Timbers that are butted together like that are in tension - their job is to stop the roof from spreading outwards. Adding the weight of quite a significant amount of drywall underneath would make them sag potentially dangerously.
Here's a relevant example of U.S. building code:
Ceiling joists shall be continuous or securely joined where they meet over interior partitions and fastened to adjacent rafters in accordance with Tables 2308.10.4.1 and 2304.9.1 to provide a continuous rafter tie across the building where such joists are parallel to the rafters. Ceiling joists shall have a bearing surface of not less than 11/2 inches (38 mm) on the top plate at each end.
Because the secure join in this case is not over an interior partition, they are not to code as ceiling joists.
The walls also look like they might be too thin to support the weight of all the additional joisting and the ceiling itself too, although it's hard to tell that from the photos (they're probably fine, but do check).

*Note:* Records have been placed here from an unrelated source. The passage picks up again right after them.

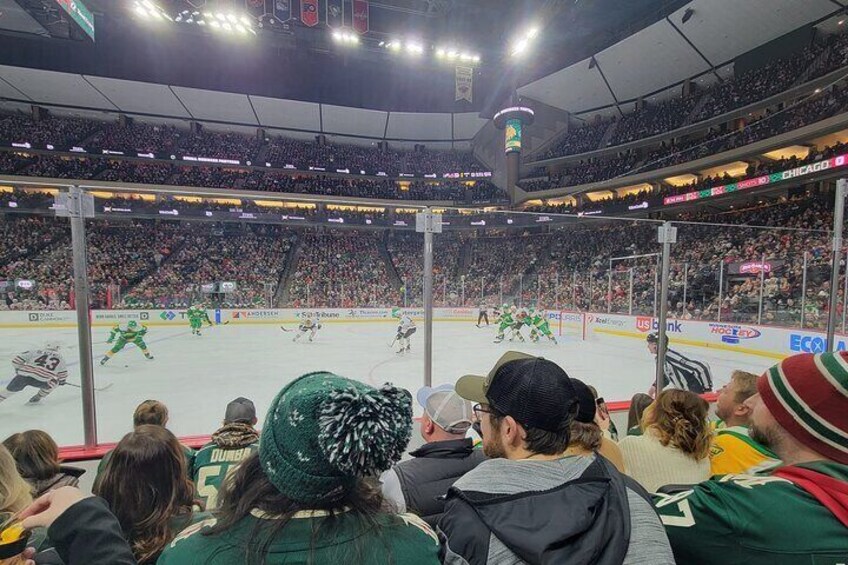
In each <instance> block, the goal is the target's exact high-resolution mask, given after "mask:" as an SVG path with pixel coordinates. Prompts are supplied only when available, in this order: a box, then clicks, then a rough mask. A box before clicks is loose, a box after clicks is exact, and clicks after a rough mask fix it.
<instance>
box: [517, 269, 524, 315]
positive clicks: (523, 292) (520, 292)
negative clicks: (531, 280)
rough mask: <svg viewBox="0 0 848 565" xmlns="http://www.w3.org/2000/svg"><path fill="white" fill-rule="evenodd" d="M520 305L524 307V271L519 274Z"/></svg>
mask: <svg viewBox="0 0 848 565" xmlns="http://www.w3.org/2000/svg"><path fill="white" fill-rule="evenodd" d="M518 307H519V308H523V307H524V273H522V274H520V275H518Z"/></svg>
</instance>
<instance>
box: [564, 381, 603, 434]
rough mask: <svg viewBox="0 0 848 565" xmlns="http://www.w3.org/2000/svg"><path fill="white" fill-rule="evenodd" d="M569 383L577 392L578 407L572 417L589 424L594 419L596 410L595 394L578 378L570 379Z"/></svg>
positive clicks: (580, 421) (577, 400)
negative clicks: (575, 411) (573, 386)
mask: <svg viewBox="0 0 848 565" xmlns="http://www.w3.org/2000/svg"><path fill="white" fill-rule="evenodd" d="M571 384H572V385H574V390H575V391H576V393H577V406H578V408H577V415H576V416H575V417H574V419H575V420H577V421H578V422H583V423H584V424H591V423H592V422H594V421H595V412H597V410H598V405H597V404H596V402H595V395H594V394H592V390H591V389H590V388H589V385H587V384H586V383H584V382H583V381H581V380H579V379H571Z"/></svg>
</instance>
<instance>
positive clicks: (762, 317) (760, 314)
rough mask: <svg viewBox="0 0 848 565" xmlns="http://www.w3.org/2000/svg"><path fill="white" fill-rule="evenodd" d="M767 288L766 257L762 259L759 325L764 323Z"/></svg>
mask: <svg viewBox="0 0 848 565" xmlns="http://www.w3.org/2000/svg"><path fill="white" fill-rule="evenodd" d="M765 287H766V256H765V255H763V256H762V258H761V259H760V305H759V306H758V307H757V323H758V324H762V323H763V294H764V293H765V289H766V288H765Z"/></svg>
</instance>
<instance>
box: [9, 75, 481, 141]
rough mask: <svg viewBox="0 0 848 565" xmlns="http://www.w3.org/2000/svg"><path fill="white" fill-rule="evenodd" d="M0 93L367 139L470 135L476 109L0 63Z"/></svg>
mask: <svg viewBox="0 0 848 565" xmlns="http://www.w3.org/2000/svg"><path fill="white" fill-rule="evenodd" d="M0 98H5V99H7V100H14V101H17V102H24V103H26V102H28V101H29V102H32V103H37V104H43V105H46V106H48V107H50V106H52V105H55V107H58V108H63V109H66V110H70V109H73V108H84V109H87V110H100V111H104V112H114V113H123V114H127V115H136V116H143V117H147V118H148V121H156V120H155V118H157V117H158V118H173V119H181V120H198V121H204V122H211V123H218V124H224V125H227V124H229V125H235V126H254V127H266V128H281V129H288V130H293V131H302V132H321V133H325V134H328V135H345V136H355V137H366V138H371V139H390V140H415V141H447V142H450V141H459V140H470V139H471V138H473V137H474V136H475V135H476V134H477V132H478V131H479V130H480V128H482V127H483V125H485V123H486V121H487V120H484V119H482V118H480V117H479V116H478V114H477V113H476V112H461V113H437V112H386V111H379V110H368V109H363V108H351V107H344V106H336V105H330V104H317V103H313V102H302V101H298V100H282V99H278V98H270V97H266V96H255V95H247V94H237V93H232V92H220V91H213V90H203V89H197V88H186V87H182V86H169V85H163V84H155V83H145V82H138V81H129V80H121V79H114V78H107V77H99V76H91V75H77V74H71V73H61V72H55V71H45V70H40V69H28V68H23V67H10V66H5V65H0Z"/></svg>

Alternative ceiling options
As you shouldn't use those rafter ties as load bearers, here's some options for how the ceiling can potentially work instead:
Warm roofs have the insulation either above (ideal) or between the rafters. It's really (really) important that there is no air gap between the insulation and the outside roof deck, and that you control moisture with an effective continuous moisture barrier. This type of roof is beneficial here though as the weight is directed down through the walls, rather than on the rafter ties. This would mean you end up with an open roof space (i.e. your existing rafter ties would be visible).
A ceiling suspended from the rafters (not the rafter ties) would also direct its weight through the rafters and down the walls. Plenty of decorative options with these, but given their common usage in office buildings have a certain feel attached to them which isn't for everybody.
Use additional lightweight continuous joists (such as engineered I-joists) and only attach the ceiling to them if at all possible. Keeping the weight down, using metal or PVC ceiling boards would still allow for insulation above.